A measuring mistake at a Mississippi marathon puts runners short of qualifying for the Boston Marathon
Published 11:20 am Wednesday, December 13, 2017
Runners who completed the Mississippi Gulf Coast Marathon last weekend in hopes of qualifying for the Boston Marathon will have to go to Louisiana and do it all over again due to a measurement error that fell just short of the 26.2-mile qualifying distance.
The Sun-Herald reports that marathon director Jonathan Dziuba says a “measurement mishap” along Interstate 110 means runners only completed 25.905 miles.
Here’s the Sun-Herald’s rundown of what happened:
- Runners made complaints Sunday that the course was not 26.2 miles. By Monday, they were submitting Strava and Garmin data to Dziuba to show that the race was short.
- At first, runners were getting a standard response to distance discrepancies related to satellite data, for Dziuba personally measured the course set for certification, and turnarounds were marked to his exact specifications, he said.
- The error occurred when Dziuba instructed the person measuring and setting the turnarounds on Interstate 110 to set turnaround point at the second interstate truss mark. Runners should have, in fact, turned around at the third truss mark.
Dziuba emailed the runners to apologize for the error. Runners who would have qualified are being given free entry in the upcoming Louisiana Marathon free of charge to aim for Boston once more.
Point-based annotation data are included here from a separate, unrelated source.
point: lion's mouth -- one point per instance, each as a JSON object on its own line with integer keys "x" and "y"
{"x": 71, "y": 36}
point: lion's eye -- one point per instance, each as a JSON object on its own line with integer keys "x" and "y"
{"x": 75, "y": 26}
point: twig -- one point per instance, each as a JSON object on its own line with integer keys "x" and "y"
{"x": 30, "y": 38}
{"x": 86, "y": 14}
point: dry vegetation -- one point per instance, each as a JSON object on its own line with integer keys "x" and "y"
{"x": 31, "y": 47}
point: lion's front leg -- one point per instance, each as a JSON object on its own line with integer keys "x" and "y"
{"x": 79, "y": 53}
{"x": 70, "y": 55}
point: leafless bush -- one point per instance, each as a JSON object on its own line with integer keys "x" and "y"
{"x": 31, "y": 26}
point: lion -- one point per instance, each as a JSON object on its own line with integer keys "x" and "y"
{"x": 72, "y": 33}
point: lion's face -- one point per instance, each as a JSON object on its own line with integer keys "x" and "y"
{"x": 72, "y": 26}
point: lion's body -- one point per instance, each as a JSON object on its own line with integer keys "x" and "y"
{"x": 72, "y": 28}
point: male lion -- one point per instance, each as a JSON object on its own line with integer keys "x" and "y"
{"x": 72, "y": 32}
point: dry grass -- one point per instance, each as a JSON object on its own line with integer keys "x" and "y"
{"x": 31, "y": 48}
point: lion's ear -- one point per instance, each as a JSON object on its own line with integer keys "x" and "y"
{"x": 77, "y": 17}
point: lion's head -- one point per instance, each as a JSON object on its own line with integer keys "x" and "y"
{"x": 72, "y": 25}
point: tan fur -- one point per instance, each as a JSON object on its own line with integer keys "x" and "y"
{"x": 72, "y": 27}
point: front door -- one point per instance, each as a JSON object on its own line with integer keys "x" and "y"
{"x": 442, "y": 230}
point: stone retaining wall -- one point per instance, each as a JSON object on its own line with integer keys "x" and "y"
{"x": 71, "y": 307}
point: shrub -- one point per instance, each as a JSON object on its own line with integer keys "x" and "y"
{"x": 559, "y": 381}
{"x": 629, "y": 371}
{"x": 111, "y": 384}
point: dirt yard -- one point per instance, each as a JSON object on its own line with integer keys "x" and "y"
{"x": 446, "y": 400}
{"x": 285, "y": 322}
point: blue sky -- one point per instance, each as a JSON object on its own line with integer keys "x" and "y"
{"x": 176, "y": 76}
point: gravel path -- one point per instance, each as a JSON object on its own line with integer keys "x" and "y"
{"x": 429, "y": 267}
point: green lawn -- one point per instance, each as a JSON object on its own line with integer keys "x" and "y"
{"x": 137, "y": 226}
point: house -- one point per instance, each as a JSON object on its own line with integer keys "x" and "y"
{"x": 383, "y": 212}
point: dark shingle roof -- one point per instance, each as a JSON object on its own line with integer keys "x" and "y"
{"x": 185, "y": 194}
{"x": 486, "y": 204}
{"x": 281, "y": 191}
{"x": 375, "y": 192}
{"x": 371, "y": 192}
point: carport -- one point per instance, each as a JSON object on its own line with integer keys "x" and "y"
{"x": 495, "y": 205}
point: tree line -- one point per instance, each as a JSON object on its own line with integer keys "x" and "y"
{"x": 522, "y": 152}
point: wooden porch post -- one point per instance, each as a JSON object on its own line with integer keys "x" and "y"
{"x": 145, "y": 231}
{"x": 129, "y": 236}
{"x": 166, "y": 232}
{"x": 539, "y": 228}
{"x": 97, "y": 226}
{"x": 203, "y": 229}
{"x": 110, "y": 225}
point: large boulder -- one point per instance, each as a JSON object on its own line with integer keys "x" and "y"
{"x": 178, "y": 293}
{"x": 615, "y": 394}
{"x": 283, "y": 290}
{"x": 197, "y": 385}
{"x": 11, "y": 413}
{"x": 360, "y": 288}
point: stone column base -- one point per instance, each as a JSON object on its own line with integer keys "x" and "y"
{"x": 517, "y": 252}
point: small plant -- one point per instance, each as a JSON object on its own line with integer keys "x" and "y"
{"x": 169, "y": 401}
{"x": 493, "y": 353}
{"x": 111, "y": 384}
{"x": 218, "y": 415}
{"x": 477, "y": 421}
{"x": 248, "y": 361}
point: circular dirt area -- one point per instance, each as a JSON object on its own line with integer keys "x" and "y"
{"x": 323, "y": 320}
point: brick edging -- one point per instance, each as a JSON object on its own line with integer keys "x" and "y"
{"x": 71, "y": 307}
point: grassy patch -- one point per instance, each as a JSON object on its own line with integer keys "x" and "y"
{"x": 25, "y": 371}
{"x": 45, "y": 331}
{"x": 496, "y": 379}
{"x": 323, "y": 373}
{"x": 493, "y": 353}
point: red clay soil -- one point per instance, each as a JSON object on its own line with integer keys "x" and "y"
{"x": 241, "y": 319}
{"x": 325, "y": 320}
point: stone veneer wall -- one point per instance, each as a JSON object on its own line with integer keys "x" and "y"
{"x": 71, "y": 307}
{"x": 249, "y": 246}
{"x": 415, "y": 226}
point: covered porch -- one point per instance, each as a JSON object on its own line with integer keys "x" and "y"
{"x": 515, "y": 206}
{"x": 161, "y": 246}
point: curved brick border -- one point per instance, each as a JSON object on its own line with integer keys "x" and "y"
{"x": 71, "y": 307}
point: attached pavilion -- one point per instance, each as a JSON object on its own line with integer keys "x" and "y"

“It was my absent-mindedness that led to communicating to that person the incorrect instructions,” Dziuba said in the email. “I am deeply sorry for this series of events. I’m sorry that I didn’t recognize it earlier and that our responses have not been on point due to that. I always trust my staff and my people and they confirmed they did exactly as instructed. It wasn’t until later that I realized my instructions were wrong.”